Marcus Aurelio’s Jiujitsu Lineage
Jiu-jitsu is an ancient martial art whose roots can be traced back to over 2,000 years ago, when it was practiced by Buddhist monks in India. As global commerce and exploration increased, so did the flow of new ideas and technologies, and this helped spread the influence of buddhism and jiu-jitsu to China, and eventually, Japan.
From Japan, several renowned Japanese jiu-jitsu teachers moved to Brazil and established their own jiu-jitsu lineages, many of which now extend from Brazil, all the way to the US and beyond.
However, most people who’ve heard of jiu-jitsu only know about Count Koma’s lineage, the jiu-jitsu legend who helped found the Gracie dynasty when he first took the young Carlos Gracie under his wing. But unbeknownst to most people, Count Koma wasn’t the only martial artist that came to Brazil from Japan. Takeo Yano, Soshihiro Satake, Kazuo Yoshida, and Isao Okano each established their own separate lineages in different parts of Brazil, and there were many others besides them who helped shape the sport into what it has become today.
But the lineage of interest for today’s post is our very own Master Marcus “Maximus” Aurélio’s. One’s jiu-jitsu lineage is one of the first things people look up when trying to decide on which jiu-jitsu instructor to learn under, so here it is:
Master Marcus belongs to the Takeo Yano lineage. Yano taught jiu-jitsu in the state of Pernambuco, in the Northeast of Brazil. Unlike Mitsuyo Maeda (“Count Koma”), Yano didn’t practice Jigoro Kano’s Kodokan style, which was geared towards a clinical grappling approach.
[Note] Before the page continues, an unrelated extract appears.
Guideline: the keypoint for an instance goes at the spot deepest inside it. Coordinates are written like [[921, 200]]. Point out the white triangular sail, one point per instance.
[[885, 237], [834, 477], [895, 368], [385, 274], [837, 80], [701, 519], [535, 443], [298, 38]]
Yano practiced at the Butoku-kai, a school where the style of jiu-jitsu taught was better suited to hand-to-hand combat and a vale-tudo (“anything goes”) no holds-barred style of fighting. He’s credited with beating several formidable opponents, such as Valdemar Santana.
Francisco Sá was born in the remote town of Senador Pompeu. He became acquainted with jiu-jitsu when the Gracies moved into the state of Ceará in the 1940s, but earned his black belt under Takeo Yano in Recife. He moved closer to home to be near his family and established the well respected “Central Ringue Club” which was later renamed the “Academia Professor Sá”.
Sá was crowned the Cearense Champion (1958), as well as the Cearense Luta Livre Champion (1960), and his son “Sázinho”, went on to become a great teacher in his own right.
Francisco Sá “Sazinho”
Francisco Sá (junior) was born on March 13, 1964 in Fortaleza – Brazil, and was the firstborn son of Master Francisco Sá (9th degree red belt in jiu jitsu).
In the 1990s the Sá academy (led by Sázinho’s father at the time) was the only grappling institution that remained in the area. Sázinho was instrumental in preserving jiu-jitsu in his hometown of Fortaleza. He revitalized the sport in the North by organizing federations and tournaments such as the Copa Kron tournaments and the Confederação Brasileira de Lutas Profissionais (CBLP). By doing this, Sázinho helped connect isolated jiu-jitsu gyms in the area, forging a jiu-jitsu stronghold in the North that has kept the sport alive within the region until today.
Due to his extraordinary business and teaching acumen, Sazinho was able to produce exceptional fighters, many of who went on to make great names for themselves, including our very own Master Marcus.
Marcus “Maximus” Aurélio
A former UFC Champion, Master Marcus has also won PRIDE Bushido (an illustrious MMA tournament in Japan, where he won against the then undefeated Lightweight Takanori Gomi). He is best known for having never been submitted in an MMA competition, as well as performing one of the fastest submissions in current UFC history (13.8 seconds). He signed with the UFC in 2008, and has been a two-time Pan American Champion, Brazilian Champion, and World Champion fighter. Having practiced the art of Brazilian Jiu-jitsu for thirty-six years and counting, Master Marcus is a formidable opponent, and an even better teacher.